If the WebSphere® MQ
queue manager that you want to monitor is version 7.0.1 or later,
you can use a non-privileged user ID to start, stop, and run the agent
that monitors the queue manager. Before you can do that, you must
grant appropriate Object Authority Manager (OAM) authorities to the
user ID.
Before you begin
The
setmqaut control command is used to
grant WebSphere MQ OAM
authorities to the non-privileged user ID. The user ID that is used
to issue this WebSphere MQ
control commands must be a member of the
mqm group.
About this task
Do the following steps to grant the user ID appropriate OAM
authorities so that the user ID can start, stop and run the agent
successfully:
Procedure
- Run the following command to grant the user ID the appropriate
authorities to access the queue manager that you want to monitor:
setmqaut -m QMGR -t qmgr -p UserID +inq +connect +dsp +setid
where QMGR is
the name of the queue manager and UserID is the
user ID. You must specify the fully qualified user ID for the -p option,
such as -p user@domain or -p user@host.Tip: You can replace the -p option
with the -g option in these commands to specify a
user group name.
- Run the following commands to grant the user ID the appropriate
authorities to access the system queues of the queue manager:
setmqaut -m QMGR -t q -n SYSTEM.ADMIN.COMMAND.QUEUE -p UserID +inq +get
+dsp +put +setid
(The following line is required only by HLQ statements.)

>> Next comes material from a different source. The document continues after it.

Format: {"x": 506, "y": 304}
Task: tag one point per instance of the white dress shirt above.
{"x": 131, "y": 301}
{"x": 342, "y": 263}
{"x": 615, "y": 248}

setmqaut -m QMGR -t q -n hlq.IRA.* -p UserID +inq +get +dsp +put
setmqaut -m QMGR -t q -n SYSTEM.DEFAULT.MODEL.QUEUE -p UserID +dsp +get
setmqaut -m QMGR -t q -n SYSTEM.AUTH.DATA.QUEUE -p UserID +dsp
setmqaut -m QMGR -t q -n SYSTEM.ADMIN.QMGR.EVENT -p UserID +get +inq +dsp
setmqaut -m QMGR -t q -n SYSTEM.ADMIN.PERFM.EVENT -p UserID +get +inq +dsp
setmqaut -m QMGR -t q -n SYSTEM.ADMIN.CHANNEL.EVENT -p UserID +get +inq +dsp
setmqaut -m QMGR -t q -n SYSTEM.ADMIN.LOGGER.EVENT -p UserID +get +inq +dsp
setmqaut -m QMGR -t q -n SYSTEM.ADMIN.CONFIG.EVENT -p UserID +get +inq +dsp
setmqaut -m QMGR -t q -n SYSTEM.ADMIN.COMMAND.EVENT -p UserID +get +inq +dsp
setmqaut -m QMGR -t q -n SYSTEM.ADMIN.ACCOUNTING.QUEUE -p UserID +get +inq
+dsp
setmqaut -m QMGR -t q -n SYSTEM.ADMIN.STATISTICS.QUEUE -p UserID +get +inq
+dsp
- For the workspaces to display data, the user ID of the
agent needs display access to various objects. Run the following commands
to grant the user ID the appropriate authorities:
setmqaut -m QMGR -t q -n "**" -p UserID +dsp
setmqaut -m QMGR -t channel -n "**" -p UserID +dsp
setmqaut -m QMGR -t clntconn -n "**" -p UserID +dsp
setmqaut -m QMGR -t listener -n "**" -p UserID +dsp
setmqaut -m QMGR -t namelist -n "**" -p UserID +dsp
setmqaut -m QMGR -t topic -n "**" -p UserID +dsp
- If you want to use the Take Action facility, and the agent
parameters indicate that the user ID of the agent is used to run Take
Action commands, you must grant additional OAM authorities to the
user ID. For example, to update a queue with a Take Action command,
you must grant the OAM change authority for the queue to the user
ID.
- If you want to use the agent to delete a message from a
queue, forward a message to another queue, or purge a queue, you must
grant additional OAM authorities to the user ID.